Rebecca John and Rajshekhar Rao, Senior Advocates serving as amicus curiae in the matter, expressed that the right to sexual and bodily autonomy must prevail in such cases. This implies that the woman must not be compelled to enter into sexual acts with the man solely because he is her husband. Hon’ble Justice Hari Shankar agreed in principle with them on the point of sexual autonomy of a woman.

While the matter is being extensively argued on merits from both sides, the counsels have expressed valid concerns about personal remarks and threats being directed at them for representing their respective sides. Amicus curiae Rebecca John told the court that she has been facing hate and criticism for her stand in court. She further submitted that many have been urging her to recuse because of her stand favouring criminalization of marital rape. The same criticism was cited on Friday by other counsel in the matter. J Sai Deepak, advocate representing the Men Welfare Trust, submitted Friday that misreporting in the media has let to severe criticism being levelled at him and the organization he represents. While clarifying, he stated that the Trust is not in favour of spousal violence, but his submissions against the criminalization of the exception No. 2 to Section 375 IPC are purely on questions of law. In response, Karuna Nundy, senior lawyer representing Petitioner NGOs RIT Foundation and All India Democratic Women’s Association, submitted that she too has been getting flak for her views. She went on to say that she has actually been receiving rape threats from many, but since that does not concern the facts of the case, there is no point in addressing such issues.

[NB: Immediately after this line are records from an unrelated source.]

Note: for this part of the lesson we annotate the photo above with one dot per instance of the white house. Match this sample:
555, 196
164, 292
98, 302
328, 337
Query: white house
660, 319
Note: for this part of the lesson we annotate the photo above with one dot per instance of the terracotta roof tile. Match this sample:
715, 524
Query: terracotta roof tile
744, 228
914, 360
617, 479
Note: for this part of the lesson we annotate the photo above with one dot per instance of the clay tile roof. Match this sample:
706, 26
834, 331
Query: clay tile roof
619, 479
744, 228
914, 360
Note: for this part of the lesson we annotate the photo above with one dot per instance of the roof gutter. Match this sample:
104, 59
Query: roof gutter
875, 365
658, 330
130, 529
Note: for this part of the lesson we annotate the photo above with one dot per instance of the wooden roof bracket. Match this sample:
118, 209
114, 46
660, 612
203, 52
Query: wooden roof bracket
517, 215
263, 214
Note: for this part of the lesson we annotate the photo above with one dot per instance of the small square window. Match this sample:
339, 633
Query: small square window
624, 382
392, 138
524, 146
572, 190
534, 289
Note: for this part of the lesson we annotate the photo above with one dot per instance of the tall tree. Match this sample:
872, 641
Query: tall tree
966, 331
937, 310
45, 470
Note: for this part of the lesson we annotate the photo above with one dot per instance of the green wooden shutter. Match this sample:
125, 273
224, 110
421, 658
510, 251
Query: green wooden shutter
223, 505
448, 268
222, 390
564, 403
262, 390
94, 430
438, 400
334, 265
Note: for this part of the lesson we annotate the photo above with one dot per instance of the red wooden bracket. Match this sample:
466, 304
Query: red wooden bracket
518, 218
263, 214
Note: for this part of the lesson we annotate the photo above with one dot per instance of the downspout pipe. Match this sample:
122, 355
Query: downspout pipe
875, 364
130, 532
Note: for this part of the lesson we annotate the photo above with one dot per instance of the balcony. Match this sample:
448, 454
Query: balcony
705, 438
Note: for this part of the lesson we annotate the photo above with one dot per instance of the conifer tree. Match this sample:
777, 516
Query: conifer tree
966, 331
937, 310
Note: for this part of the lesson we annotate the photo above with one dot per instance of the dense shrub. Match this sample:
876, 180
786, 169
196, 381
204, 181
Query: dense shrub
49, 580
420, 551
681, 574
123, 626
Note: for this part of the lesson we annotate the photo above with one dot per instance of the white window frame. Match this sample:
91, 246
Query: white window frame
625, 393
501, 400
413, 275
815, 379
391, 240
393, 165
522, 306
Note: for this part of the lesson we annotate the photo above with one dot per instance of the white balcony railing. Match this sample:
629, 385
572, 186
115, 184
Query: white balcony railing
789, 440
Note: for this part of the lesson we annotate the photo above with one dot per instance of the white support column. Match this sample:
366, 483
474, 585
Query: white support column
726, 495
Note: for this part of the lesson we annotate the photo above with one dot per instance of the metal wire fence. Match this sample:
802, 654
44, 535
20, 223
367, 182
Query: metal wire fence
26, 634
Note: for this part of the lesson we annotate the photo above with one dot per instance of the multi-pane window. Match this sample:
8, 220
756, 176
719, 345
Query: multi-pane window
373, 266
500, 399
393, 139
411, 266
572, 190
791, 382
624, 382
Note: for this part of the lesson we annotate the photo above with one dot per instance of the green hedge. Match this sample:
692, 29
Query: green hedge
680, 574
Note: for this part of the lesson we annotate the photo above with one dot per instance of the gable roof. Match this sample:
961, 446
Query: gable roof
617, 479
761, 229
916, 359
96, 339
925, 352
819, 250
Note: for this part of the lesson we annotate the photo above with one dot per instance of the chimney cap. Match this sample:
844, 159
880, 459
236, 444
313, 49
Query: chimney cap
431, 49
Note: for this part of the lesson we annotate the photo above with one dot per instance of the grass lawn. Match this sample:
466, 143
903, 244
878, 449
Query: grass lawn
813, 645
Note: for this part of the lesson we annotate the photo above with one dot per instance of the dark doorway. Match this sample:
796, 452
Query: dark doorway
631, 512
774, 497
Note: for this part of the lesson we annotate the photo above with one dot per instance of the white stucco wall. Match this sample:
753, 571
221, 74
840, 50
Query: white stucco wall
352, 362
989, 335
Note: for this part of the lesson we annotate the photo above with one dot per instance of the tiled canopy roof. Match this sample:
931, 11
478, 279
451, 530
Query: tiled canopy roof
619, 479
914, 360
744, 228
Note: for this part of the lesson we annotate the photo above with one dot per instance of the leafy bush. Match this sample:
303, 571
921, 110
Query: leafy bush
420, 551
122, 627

Ironically, while these alleged threats have no direct bearing on the facts of the case, they go on to show two things. Firstly, that certain sections of the Indian public are extremely intolerant, so much so that they criticize and interfere with the working of the advocates and the proper functioning of courts of law. Secondly, the fact that rape threats are being given to women who are merely doing their job signifies the mentality of the population. While on the one hand the court is addressing whether marital rape should be criminalized, on the other hand, these criticisms suggest that women are treated with disrespect in every sphere of life. No wonder there is opposition to women enjoying bodily autonomy when they cannot even enjoy professional autonomy and the freedom of expression without condemnation.

The question of criminalizing marital rape is not one that has been raised recently. It is an ongoing debate that must be decided once and for all. An answer must be found to the question of why married women are treated differently than those who aren’t married, and why acts that would normally constitute rape are excused behind the curtain of matrimony. The fundamental fact remains that every woman enjoys the same right vis-à-vis her body and nothing should compel her to do anything against her will. These recent proceedings have shed some much needed light on the matter. What remains to be seen is how the it unfolds in court.